The month of March has not been kind. The second wave of COVID-19 has subdued travel sentiments and while the number of departures is more than those in February, passengers are not growing in proportion, landing a double whammy for airlines.
Sunday marked the beginning of the Northern Summer Schedule 2021 -- the longer of the two IATA schedules. This summer, the economy and the people as well as airlines are relatively upbeat. Most of the world, including India, was in a lockdown when the Northern Summer 2020 schedule started.
Data released by the Directorate General of Civil Aviation (DGCA) shows that 108 airports will be operational across the country in the Summer Schedule. Ten airlines have seen their schedule being approved.
The highs and lows
IndiGo – the country’s largest carrier by fleet and domestic market share -- has its schedule approved for 66 destinations in the country. Interestingly, the airline has not sought approval for flights to Jabalpur, making it the first station in history to be dropped! The airline is slated to start operations to Darbhanga -- one of the seven stations it had announced early this year.
Close on the heels of IndiGo is Air India and its subsidiary Alliance Air -- both operating to 54 destinations. The much smaller Alliance Air, which is an all-ATR operator, has traditionally been an RCS - UDAN operator. However, the summer schedule sees the airline venture beyond its comfort zone of RCS-UDAN and operate many commercial sectors, which see competition from multiple other players.

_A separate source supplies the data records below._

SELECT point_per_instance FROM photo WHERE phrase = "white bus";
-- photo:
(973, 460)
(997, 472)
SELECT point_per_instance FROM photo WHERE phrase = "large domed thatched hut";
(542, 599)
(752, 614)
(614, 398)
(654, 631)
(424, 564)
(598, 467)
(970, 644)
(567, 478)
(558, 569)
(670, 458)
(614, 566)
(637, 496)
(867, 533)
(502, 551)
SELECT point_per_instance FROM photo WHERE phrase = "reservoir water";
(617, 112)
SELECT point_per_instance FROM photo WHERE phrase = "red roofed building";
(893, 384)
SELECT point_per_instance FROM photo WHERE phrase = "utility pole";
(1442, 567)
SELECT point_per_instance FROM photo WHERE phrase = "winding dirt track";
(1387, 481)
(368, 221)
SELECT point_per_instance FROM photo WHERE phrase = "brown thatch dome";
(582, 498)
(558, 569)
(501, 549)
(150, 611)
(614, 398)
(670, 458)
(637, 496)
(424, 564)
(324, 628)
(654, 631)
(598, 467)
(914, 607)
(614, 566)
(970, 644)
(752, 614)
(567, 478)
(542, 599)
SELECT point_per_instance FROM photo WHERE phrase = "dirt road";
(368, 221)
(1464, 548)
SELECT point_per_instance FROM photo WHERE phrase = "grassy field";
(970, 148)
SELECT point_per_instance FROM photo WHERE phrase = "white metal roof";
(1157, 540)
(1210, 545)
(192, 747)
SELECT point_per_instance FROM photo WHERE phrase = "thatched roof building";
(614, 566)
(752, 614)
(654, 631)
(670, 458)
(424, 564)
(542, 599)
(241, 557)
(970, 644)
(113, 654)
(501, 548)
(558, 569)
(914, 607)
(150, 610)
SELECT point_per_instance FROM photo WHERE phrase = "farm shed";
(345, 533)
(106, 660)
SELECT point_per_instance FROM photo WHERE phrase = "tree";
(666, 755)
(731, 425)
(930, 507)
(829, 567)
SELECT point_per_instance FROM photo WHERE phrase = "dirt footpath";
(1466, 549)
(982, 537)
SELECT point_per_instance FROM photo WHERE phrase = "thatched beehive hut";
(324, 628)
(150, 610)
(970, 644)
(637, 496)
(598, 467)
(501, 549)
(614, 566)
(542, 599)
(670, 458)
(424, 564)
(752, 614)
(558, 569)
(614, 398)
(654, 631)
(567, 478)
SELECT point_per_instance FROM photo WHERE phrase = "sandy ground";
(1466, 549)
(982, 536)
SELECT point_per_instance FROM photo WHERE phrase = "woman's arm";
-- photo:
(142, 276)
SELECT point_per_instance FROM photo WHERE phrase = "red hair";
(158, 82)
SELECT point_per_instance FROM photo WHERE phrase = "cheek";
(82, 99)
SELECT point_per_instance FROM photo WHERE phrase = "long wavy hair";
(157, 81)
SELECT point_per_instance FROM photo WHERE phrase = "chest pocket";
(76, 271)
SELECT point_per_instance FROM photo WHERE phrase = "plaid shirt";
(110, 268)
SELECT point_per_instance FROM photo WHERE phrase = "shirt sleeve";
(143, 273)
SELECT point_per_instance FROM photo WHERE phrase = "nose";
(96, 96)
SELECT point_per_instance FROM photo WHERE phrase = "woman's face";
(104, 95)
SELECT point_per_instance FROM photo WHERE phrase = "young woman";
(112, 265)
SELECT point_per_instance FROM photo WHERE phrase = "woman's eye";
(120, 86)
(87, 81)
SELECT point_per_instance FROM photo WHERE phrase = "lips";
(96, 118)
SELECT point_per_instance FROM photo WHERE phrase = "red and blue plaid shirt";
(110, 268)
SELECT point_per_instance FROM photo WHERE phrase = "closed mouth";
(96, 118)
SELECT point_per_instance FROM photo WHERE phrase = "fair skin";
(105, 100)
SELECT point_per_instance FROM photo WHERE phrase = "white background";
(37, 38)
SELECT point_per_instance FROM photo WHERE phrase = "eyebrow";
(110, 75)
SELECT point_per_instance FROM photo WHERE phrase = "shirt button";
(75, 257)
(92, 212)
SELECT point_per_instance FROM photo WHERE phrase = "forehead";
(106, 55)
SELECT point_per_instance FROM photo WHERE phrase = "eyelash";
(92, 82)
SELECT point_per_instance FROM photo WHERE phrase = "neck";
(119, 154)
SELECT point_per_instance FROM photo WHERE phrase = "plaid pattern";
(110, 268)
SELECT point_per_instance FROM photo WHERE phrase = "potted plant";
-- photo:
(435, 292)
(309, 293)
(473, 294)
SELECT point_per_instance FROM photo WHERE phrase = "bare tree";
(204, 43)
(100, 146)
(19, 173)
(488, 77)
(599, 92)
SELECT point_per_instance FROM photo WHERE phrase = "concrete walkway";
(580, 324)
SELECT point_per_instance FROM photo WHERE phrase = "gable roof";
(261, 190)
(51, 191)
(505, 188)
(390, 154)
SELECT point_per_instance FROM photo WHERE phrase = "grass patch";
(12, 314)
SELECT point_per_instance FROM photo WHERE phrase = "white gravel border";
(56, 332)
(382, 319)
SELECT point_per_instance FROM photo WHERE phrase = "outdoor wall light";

Air India continues to have a smaller schedule as it continues to focus on the next phase of Vande Bharat Mission (VBM), where it is the only operator on many routes!
The Mumbai-headquartered GoAir is seeing a sudden jump in approved destinations, taking the count to 35. Some of these destinations, like Surat and Shirdi, are expected to come up in May.
Also, destinations not starting immediately in the North East for Flybig -- the Indore-based regional carrier that started operations in December 2020. The airline will operate to Rupsi, Tezu and Pasighat, among others. While there are constraints at a few airports, Flybig is yet to induct additional aircraft into its fleet.
SpiceJet is scheduled to fly to 48 destinations, and Vistara and AirAsia India 28 and 20, respectively.
These destinations also include certain routes which operate as military charter and are not open for commercial passengers. The New Delhi -- Thoise (Jammu and Kashmir) route by Air India or routes to Port Blair by AirAsia India fall under this category. While they add a destination to the airline’s approved schedule network, a common man won’t be able to buy a ticket and fly.
Where do states stand?
At nine, Gujarat has the maximum operational airports -- Ahmedabad, Bhavnagar, Bhuj, Jamnagar, Kandla, Porbandar, Rajkot, Surat and Vadodara. Keshod is set to become the tenth. The airport received its licence on March 17 and TruJet is slated to fly to Keshod from Ahmedabad.
Next in line are Maharashtra, Karnataka and Uttar Pradesh, with eight operational airports. Karnataka took a leap with operational airports at Kalaburagi and Bidar last year, while Maharashtra has been losing the active airport count. Nanded joined the list of airports which are losing connectivity. TruJet, the sole operator, has stopped flights this season.
The last season was full of rules and restrictions. As we head into summer, one can only hope that the next wave of COVID-19 is in control, vaccinations pace up, and a recovery is in sight for the airline industry.With a cap still in place, airlines have expanded far and wide - with over 10 operational airports compared with the Winter schedule, but they are yet to recover on every other parameter.